MFE293 (1 - 3 units)
The Independent Study course is your opportunity to do research in an area of interest to you, in which there are no existing courses.
Elective offerings vary by year/term. See the list of current elective courses.
Internship (October–January | 10 to 12 Weeks)
The Internship/Special Topics in Finance project is a required condition for graduation. The internship or approved, on-site project takes place from mid-October to mid-January.
Because of the school's reputation and close ties to the best firms, Haas has an exceptional record of helping students secure internships, consistently placing 100% of students each year.

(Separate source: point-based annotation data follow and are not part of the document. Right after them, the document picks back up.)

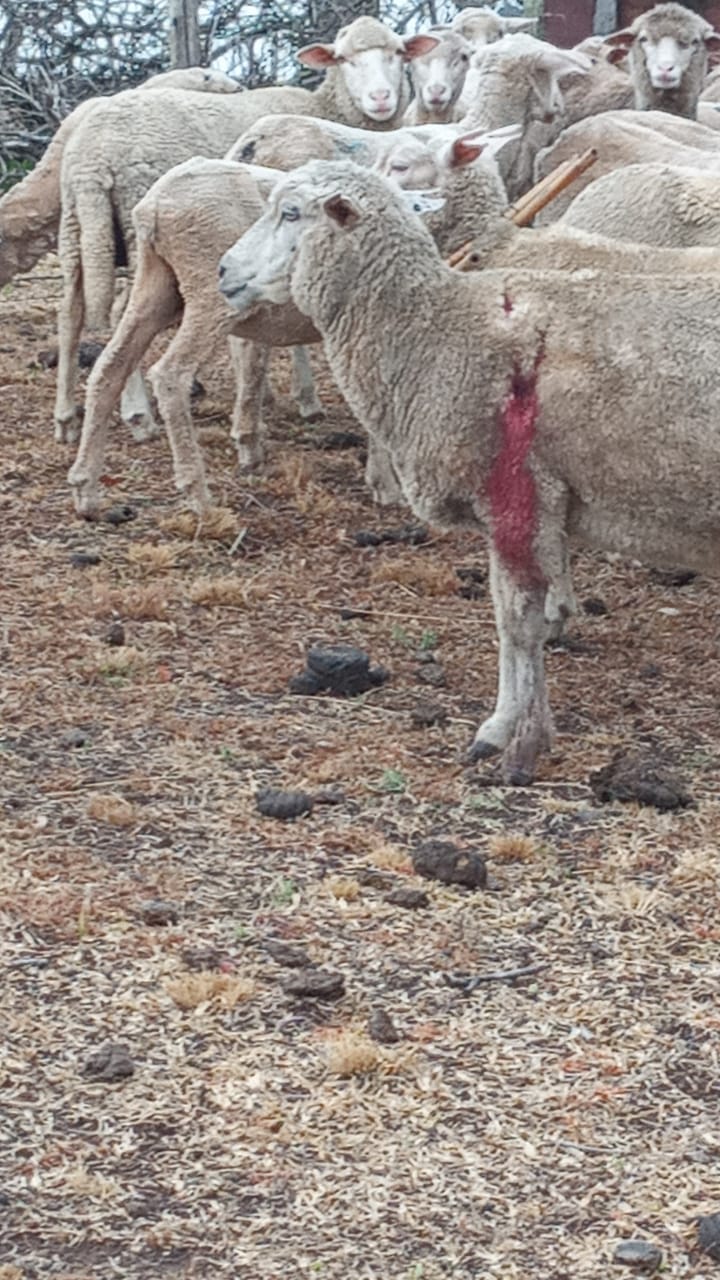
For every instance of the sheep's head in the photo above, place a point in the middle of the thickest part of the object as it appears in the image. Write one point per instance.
(319, 197)
(666, 41)
(370, 59)
(482, 26)
(438, 76)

Term Four (January–March | 8 Weeks)
MFE 230J (2 units)
The objective of the course is to explore modern financial innovation through the lens of data science, and through a combination of lectures, cases, guest speakers, and applied data science projects. By the end of the course, the students will better understand the most significant financial innovations today and the critical role quantitative research can play in determining success.
MFE 230K (2 units)
Covers the strategies for achieving various investment objectives for portfolios/ instruments (equity, fixed income, currency, mortgages, non-traded assets) and applications (investment funds, pension funds, insurance companies, bank investment portfolios).
MFE 230S (2 units)
This course covers elements of behavioral decision theory and its implication in financial markets. Focus is on the psychological processes by which people make judgments and decisions, and the heuristics and biases associated with these decisions.
Second Year
March 2022—March 2023
During your second year in the program, you may also take core courses and/or complete the internship/independent study project if you haven't already done so in your first year.
Term Five (March–May | 8 Weeks)
MFE293 (1 - 3 units)
The Independent Study course is your opportunity to do research in an area of interest to you, in which there are no existing courses.
Term Six (June–July | 8 Weeks)
MFE 230D (2 units)
This course emphasizes the pricing of derivatives in continuous time, from the formulation of the pricing problem to the implementation of computational and numerical solution techniques. The course consists of three parts. In the first part, asset pricing theory is used to set up the pricing problem for a wide range of instruments with features such as early exercise, jumps, and path dependencies. The second part focuses on simulation methods for pricing both European and early exercise derivatives. The third part shows how to effectively use advanced finite difference techniques for solving a wide array of pricing problems.
Term Seven (August–October | 8 Weeks)
Elective offerings vary by year/term. See the list of current elective courses.
You may also take core courses you did not complete in your first year.
Internship (October–January | 10 to 12 Weeks)
You may complete your internship or independent study project during this time if you didn't complete it during your first year.
Term Eight (January–March | 8 Weeks)
MFE 230O (3 units)
This is an applied project exploring an unresolved finance problem that is met in practice and involves the development or use of a quantitative financial technique. Participation requires prior approval of the supervising faculty member.
Elective offerings vary by year/term. See the list of current elective courses.
You may also take core courses you did not complete in your first year.